I knew that. Have you got your permission slip to borrow Harry Potter? Wear longer sleeves, girls, shoulders are such a turn on to young men. Oh, the
Uniting Church, you're not
really Christians, you have gay ministers. Sign this chastity pledge, why don't you listen to any Christian music, Catholics aren't Christians, we have to teach you Evolution, but of course you know it isn't true. Don't be frightened by the fact that your friend just fell down convulsing and babbling -
one day God might speak to you too.
I knew that. I
know how religion works. I know very, very well, how Christianity works. I know how Christian fundamentalism works, and I know what I do in response to it. I also know that's not the only possible way for religions to operate. You can't scare me by telling me that religious groups might try to oppress me. You can't even make me angry, not with a dystopic extrapolation. I've been spending my anger on religious bigotry and stupidity since I was seven or eight, I don't have any to spare for extrapolated futures.

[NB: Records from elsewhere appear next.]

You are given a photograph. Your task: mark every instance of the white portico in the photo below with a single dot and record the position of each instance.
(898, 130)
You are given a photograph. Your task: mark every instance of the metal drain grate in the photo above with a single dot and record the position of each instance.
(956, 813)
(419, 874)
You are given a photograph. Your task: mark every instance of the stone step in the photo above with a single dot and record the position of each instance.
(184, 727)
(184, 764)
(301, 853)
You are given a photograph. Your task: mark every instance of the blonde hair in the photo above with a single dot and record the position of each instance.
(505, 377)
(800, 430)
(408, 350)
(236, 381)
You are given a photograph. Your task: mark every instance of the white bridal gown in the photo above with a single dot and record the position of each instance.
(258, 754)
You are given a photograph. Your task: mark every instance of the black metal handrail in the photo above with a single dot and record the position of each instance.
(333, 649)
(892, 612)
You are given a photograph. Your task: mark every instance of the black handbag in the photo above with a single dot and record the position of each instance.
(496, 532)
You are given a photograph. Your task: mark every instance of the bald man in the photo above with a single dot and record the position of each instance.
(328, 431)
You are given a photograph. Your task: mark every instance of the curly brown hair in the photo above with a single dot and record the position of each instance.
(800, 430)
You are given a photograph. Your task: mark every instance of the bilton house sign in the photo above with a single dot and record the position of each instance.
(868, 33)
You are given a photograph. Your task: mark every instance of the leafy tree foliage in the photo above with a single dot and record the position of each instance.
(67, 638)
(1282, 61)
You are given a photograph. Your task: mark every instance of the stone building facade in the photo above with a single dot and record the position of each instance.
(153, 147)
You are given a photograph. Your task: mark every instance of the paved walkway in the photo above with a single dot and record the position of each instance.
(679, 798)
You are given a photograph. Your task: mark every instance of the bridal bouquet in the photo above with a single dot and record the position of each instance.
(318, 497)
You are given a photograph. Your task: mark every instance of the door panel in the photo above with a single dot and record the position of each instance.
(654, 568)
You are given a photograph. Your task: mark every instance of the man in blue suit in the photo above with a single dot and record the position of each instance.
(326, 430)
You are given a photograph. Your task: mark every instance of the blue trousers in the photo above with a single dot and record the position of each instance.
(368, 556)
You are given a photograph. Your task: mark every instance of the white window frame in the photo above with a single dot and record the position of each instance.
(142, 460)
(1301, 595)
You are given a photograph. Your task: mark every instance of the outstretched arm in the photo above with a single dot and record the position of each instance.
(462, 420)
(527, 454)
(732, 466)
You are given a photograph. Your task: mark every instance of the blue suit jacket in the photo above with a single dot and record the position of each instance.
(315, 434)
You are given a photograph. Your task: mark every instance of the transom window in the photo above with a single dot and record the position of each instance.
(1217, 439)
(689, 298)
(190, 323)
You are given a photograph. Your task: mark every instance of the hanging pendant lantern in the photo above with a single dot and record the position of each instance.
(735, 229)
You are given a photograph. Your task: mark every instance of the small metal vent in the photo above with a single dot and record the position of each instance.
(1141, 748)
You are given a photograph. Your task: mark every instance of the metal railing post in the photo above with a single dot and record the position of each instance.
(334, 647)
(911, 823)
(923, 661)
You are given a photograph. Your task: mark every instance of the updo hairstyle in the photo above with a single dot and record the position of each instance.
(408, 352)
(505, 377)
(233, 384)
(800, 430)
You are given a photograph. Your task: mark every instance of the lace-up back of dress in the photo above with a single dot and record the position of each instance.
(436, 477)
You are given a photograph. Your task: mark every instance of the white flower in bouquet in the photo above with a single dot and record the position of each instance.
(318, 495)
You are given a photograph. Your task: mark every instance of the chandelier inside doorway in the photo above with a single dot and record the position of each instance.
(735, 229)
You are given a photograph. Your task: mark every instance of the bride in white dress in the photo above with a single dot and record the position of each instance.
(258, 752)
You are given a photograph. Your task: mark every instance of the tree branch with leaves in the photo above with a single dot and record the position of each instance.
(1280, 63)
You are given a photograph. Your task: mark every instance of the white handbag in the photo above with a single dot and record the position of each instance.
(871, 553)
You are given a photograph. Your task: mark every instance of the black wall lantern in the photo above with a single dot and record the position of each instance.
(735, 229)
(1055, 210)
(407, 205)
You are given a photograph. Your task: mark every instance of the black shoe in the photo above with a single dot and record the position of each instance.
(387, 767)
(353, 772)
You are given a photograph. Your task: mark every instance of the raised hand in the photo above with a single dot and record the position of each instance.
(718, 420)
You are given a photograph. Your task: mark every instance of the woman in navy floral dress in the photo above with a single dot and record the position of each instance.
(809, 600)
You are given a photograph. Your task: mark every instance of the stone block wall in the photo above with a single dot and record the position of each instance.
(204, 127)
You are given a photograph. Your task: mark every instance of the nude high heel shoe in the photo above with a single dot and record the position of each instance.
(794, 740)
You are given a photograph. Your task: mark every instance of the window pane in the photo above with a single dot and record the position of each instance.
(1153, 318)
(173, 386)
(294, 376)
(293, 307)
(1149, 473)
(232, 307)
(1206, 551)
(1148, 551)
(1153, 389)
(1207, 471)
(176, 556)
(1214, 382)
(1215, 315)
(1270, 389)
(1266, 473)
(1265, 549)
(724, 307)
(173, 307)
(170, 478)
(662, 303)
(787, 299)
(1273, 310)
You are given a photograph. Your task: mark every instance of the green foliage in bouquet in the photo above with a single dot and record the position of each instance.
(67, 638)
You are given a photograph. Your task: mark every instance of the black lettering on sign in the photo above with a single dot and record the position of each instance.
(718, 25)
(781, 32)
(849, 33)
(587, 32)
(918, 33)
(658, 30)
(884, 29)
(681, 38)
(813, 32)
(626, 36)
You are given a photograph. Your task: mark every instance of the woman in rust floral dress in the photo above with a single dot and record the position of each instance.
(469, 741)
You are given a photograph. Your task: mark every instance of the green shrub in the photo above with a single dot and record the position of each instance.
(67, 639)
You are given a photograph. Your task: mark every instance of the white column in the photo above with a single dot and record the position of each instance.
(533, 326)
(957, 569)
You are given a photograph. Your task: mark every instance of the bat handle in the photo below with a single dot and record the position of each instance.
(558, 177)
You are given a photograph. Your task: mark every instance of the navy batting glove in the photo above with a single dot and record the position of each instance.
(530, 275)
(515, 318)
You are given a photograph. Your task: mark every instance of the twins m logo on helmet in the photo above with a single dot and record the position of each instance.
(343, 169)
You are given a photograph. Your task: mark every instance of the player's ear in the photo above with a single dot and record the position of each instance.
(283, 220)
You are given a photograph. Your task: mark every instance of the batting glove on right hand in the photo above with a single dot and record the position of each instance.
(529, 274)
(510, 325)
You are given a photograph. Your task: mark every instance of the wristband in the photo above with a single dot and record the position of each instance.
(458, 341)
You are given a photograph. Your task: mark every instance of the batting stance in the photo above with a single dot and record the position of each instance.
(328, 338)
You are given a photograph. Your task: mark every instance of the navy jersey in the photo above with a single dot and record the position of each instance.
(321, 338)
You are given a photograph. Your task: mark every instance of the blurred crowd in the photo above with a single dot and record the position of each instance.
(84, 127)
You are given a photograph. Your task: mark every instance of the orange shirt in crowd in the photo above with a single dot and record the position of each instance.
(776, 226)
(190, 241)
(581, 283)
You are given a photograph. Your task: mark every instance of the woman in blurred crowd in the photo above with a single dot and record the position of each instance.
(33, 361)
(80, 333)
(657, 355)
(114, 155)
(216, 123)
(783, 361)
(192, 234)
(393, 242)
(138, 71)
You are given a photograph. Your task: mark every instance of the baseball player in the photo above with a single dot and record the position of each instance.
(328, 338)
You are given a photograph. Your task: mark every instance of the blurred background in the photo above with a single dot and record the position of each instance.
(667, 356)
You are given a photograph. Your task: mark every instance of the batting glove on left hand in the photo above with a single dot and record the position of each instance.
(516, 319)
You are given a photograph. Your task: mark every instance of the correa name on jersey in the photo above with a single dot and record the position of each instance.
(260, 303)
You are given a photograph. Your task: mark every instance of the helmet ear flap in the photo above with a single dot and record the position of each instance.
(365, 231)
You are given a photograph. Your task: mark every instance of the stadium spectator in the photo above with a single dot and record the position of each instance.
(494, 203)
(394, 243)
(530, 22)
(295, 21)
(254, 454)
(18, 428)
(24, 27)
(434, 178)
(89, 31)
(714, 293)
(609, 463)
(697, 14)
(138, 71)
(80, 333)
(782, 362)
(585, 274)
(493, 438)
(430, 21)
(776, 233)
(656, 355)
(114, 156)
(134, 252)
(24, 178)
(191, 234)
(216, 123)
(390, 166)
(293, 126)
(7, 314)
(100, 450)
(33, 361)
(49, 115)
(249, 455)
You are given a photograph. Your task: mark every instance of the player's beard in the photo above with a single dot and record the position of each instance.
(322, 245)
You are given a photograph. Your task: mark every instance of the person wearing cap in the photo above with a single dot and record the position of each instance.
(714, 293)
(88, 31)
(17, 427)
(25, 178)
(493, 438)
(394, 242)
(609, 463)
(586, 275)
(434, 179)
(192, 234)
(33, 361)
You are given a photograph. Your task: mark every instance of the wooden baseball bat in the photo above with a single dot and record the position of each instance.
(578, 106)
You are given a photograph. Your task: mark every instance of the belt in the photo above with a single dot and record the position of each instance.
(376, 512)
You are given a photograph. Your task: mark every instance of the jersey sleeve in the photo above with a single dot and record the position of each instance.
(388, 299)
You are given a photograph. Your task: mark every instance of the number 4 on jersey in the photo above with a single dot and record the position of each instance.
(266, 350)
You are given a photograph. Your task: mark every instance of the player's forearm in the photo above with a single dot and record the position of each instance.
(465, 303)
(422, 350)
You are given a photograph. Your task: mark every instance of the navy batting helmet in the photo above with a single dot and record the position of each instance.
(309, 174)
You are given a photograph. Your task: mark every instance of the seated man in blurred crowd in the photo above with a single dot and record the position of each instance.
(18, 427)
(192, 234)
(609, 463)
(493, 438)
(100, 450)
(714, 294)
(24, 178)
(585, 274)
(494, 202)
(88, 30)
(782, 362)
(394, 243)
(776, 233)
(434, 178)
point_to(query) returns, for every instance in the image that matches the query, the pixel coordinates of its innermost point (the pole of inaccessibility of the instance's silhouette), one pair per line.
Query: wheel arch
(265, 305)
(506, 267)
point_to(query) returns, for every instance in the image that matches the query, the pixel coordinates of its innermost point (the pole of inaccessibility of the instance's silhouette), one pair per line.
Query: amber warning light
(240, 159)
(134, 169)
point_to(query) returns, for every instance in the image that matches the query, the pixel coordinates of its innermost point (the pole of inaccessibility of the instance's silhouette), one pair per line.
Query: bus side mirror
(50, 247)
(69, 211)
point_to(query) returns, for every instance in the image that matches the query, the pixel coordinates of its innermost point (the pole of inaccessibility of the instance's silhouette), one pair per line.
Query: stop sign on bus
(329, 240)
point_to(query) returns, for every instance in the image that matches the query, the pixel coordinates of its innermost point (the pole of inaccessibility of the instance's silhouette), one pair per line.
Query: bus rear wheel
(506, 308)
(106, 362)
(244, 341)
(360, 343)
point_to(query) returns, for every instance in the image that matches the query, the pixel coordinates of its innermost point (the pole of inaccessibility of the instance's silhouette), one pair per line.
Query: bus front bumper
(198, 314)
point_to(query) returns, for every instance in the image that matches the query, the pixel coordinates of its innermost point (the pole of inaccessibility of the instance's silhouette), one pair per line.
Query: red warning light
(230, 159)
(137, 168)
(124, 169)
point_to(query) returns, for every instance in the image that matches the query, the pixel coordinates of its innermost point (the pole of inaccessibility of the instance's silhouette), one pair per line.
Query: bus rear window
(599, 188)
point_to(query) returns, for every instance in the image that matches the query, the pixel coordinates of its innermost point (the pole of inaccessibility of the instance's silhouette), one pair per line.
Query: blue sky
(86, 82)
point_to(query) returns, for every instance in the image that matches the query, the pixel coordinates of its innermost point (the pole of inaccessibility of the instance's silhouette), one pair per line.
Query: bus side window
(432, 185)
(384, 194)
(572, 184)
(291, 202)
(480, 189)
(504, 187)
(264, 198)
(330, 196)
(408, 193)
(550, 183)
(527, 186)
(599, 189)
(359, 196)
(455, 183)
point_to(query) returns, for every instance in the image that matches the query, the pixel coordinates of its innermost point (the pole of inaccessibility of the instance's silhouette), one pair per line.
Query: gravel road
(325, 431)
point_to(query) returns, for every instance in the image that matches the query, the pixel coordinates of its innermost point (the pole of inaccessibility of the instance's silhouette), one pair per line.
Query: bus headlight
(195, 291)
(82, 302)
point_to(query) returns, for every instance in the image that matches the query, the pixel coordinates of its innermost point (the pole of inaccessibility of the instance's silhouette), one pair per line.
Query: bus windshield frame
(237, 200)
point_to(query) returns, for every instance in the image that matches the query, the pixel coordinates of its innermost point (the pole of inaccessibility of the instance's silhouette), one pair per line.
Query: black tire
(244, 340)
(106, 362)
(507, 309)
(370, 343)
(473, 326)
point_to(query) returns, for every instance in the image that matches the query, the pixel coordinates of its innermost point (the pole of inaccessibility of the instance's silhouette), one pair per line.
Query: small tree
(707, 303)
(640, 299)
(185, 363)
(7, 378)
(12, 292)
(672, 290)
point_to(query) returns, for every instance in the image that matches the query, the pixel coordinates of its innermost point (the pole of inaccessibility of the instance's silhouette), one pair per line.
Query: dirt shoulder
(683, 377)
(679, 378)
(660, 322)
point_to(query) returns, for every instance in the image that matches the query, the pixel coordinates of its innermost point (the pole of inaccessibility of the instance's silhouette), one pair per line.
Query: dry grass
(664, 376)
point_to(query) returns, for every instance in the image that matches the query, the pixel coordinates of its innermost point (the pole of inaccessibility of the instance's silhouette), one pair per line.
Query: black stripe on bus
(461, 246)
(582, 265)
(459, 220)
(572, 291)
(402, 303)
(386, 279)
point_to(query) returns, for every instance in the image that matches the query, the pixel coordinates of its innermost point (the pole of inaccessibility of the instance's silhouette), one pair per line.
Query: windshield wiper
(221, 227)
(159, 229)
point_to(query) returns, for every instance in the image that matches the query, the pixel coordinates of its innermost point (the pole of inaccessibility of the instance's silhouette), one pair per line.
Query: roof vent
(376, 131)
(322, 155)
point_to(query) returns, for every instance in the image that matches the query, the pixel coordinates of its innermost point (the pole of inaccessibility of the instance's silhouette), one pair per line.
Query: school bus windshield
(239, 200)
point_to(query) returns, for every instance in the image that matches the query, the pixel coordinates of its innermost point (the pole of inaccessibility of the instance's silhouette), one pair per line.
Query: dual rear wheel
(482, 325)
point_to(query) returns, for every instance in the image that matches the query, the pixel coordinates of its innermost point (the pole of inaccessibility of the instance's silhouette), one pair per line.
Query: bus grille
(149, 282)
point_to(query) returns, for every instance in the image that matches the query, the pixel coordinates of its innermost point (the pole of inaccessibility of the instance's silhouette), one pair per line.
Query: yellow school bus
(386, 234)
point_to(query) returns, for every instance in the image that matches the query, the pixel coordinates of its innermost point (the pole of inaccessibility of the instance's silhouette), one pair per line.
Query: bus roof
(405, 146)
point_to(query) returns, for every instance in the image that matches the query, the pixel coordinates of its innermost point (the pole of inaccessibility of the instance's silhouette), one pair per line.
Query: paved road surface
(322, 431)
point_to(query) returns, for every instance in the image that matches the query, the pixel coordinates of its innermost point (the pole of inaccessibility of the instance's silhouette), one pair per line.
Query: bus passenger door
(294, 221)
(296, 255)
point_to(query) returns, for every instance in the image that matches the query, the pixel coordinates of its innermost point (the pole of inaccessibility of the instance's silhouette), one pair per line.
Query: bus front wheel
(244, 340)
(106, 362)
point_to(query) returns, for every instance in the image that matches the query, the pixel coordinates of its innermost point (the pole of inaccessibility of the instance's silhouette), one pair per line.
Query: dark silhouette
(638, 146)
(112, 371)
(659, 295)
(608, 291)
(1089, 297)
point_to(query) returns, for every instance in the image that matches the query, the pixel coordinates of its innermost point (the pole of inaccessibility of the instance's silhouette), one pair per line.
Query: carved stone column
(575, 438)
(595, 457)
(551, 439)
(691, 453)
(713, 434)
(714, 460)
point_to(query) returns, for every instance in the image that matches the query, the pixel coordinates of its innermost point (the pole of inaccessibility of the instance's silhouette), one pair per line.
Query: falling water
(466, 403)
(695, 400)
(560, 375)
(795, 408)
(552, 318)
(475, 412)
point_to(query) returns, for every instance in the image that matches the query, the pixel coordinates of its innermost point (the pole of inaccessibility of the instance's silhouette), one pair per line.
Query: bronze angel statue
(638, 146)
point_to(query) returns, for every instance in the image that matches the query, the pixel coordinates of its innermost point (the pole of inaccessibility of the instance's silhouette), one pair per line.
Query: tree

Offred's story doesn't scare me. It doesn't even move me particularly. But here, in Atwood's 'verse, there's a story which could've pressed
every one of my buttons, broke my heart and pulled all my fears out on display. It's not Offred's story. It's Serena Joy's. Serena Joy, once a beautiful religious singer, once a campaigner for the society she's now living in. She fought for a society in which women were home creatures, mothers, protected physically from violence and emotionally from betrayal.
1 She must have
really believed in the society she was creating, must have
really believed in its God... and we can see that it's betrayed her. She is barren, she's lost the love of her husband, if she ever had it. She's trapped in her house, defined by a role she can't fulfil. Gilead is as hard on those who adhere strongly to its tenets as those who do not: Offred and Serena Joy are living in the same society. One of them is afraid, numb, lost, robbed of her identity. The other must be afraid, lost, identity-less, and
disillusioned. I would rather hear about the collapse of a flawed Utopia from within, than a Dystopia imposed from without.
The Handmaid's Tale is a smugly
atheist novel, although Offred is not necessarily an athiest herself. She seems to believe in God, either because she did before or because she needs too, now. But, all up, it's a book about religion as an outside threat, something which other people are plotting while you're busy going about your business, something which will come out of nowhere and take away everything you value, take away your value in society.
But, and this is important, you will get to keep your
identity. They can't make you forget your name; you might lose the clarity of your memories but you will still have them. You'll still be able to think irreverent or rebellious thoughts about those who are oppressing you. You'll still be able to plan your own death, even if you never do it, and so you'll always have that escape there. And most of all, as the novel is told first-person, Atwood reassures you: you'll still retain your
mind, your ability to analyse and recognise the ways in which you're being manipulated and repressed. You'll get to go along with the motions, fearing the True believers, and religion will remain an outside oppressor, something faceless above and apart from you.
And society will, apparently, recover. There will be an academic establishment in the future devoted to dissecting this society and making daggy little jokes about the life-and-death struggle. There will be no sign of religion in that epilogue.
Offred's story is not the story I wanted to hear. Give me Serena Joy instead: give me the story of a True Believer, and show me the failure of a society through its strongest advocates.
~
1. For those who've seen
Milk lately, I have the strong feeling Serena Joy was based on Anita Bryant.